Geo. C, Whit-insville, Mass., writes: "I send to your address by this mail, a few grape vine roots, packed in damp moss, taken from a vine border I made six years ago when the vines were planted. The vines all made a strong but not an extra growth. The vine started well and made some growth and everything seemed to be going on well till about two weeks ago, when they began to •die, beginning at the top of the cane. Knowing that it was not caused by the management inside I begun to look in the border outside and found the roots in the same condition as those I send you. Would like to know the cause and a remedy. The border is well drained, two and a-half feet deep and sixteen feet wide, and is well filled with roots. The border in the Fall was covered with about four inches of stable manure; on top of that about one foot of meadow hay and all covered with shutters. The covering was not put on till it got rain enough to prevent drying before Spring. I propose to cut down the vines and see if I can get them to start from the bottom; but if I fail in that I will dig them out, turn over the border so as to get out all the old roots I can and plant young vines.

Instead of cutting down the old vines on account of the condition of the roots, would you advise taking out the old vines at once".

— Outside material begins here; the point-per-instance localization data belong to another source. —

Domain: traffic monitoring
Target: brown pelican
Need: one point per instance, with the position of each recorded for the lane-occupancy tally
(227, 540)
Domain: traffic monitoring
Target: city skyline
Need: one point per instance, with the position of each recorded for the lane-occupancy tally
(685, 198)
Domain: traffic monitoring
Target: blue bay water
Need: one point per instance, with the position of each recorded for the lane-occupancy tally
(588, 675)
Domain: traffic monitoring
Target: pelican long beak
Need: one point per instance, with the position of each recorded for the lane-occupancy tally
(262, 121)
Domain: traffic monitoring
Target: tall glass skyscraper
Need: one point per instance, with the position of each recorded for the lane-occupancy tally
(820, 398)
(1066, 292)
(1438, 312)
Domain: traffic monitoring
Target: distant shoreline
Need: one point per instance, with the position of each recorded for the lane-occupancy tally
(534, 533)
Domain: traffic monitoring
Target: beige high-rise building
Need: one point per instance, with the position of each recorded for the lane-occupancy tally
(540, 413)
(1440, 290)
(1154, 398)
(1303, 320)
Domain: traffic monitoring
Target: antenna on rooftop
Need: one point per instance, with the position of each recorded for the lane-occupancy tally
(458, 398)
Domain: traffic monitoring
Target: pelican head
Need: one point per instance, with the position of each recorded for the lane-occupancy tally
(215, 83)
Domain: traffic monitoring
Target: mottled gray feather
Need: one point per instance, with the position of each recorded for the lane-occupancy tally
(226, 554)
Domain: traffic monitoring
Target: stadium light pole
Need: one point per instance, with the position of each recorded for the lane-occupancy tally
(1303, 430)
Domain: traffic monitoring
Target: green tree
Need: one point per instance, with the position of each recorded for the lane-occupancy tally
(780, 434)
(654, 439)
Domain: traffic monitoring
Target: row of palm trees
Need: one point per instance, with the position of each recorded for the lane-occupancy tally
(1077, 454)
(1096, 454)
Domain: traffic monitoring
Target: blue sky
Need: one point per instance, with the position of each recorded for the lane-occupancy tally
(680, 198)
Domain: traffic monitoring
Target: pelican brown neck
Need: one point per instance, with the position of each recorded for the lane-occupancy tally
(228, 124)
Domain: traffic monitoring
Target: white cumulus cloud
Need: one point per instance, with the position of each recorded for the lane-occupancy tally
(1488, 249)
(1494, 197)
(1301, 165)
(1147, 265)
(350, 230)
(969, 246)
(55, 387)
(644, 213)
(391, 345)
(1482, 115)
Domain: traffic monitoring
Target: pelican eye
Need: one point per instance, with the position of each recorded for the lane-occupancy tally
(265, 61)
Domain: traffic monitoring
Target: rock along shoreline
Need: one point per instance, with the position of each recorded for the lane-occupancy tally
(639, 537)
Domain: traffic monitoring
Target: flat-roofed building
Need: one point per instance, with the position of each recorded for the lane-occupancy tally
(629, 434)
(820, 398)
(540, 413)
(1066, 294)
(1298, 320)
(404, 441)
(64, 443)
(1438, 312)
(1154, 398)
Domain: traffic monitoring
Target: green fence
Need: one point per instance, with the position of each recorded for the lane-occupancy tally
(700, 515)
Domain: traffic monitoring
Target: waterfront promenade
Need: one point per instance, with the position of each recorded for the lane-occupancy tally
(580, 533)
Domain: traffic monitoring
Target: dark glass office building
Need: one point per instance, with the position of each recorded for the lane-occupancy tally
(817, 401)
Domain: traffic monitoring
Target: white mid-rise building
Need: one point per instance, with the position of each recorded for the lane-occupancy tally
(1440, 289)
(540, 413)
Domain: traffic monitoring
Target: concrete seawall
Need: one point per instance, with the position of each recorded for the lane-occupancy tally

[On reading this we suspected it might be a case of Phylloxera, but on examining the roots sent, by a microscope, it was found that all the younger rootlets were attacked by a minute fungus spawn, apparently of an Agaricus, and seemingly precisely the same as that which attacks peach roots resulting in the disease known as "yellows," and which we found destroying the roots of Rhododendrons, as detailed in our magazine last Summer. In the case of a Norway Spruce and White Pine to which the disease was communicated from the spawn about the roots of a "yellowed" peach tree, and which evergreens had the "yellows" in consequence for two years, there was an absolute recovery when the trees were taken up and removed into new fresh soil. It is possible that if these grape vine roots are carefully lifted, cleaned, and new soil replaced around them, and then the canes severely primed, the plants would recover. This plan of lifting hot house grape vine roots is now very common in England. When there two years ago the writer saw a grapehouse in excellent condition, full of superb fruit, on the grounds of Mr.Clayton near Ryde,which had been so treated, and which Mr. Smith, the gardener said were "on their last legs " a few years ago before the practice had been applied. - Ed.G.M].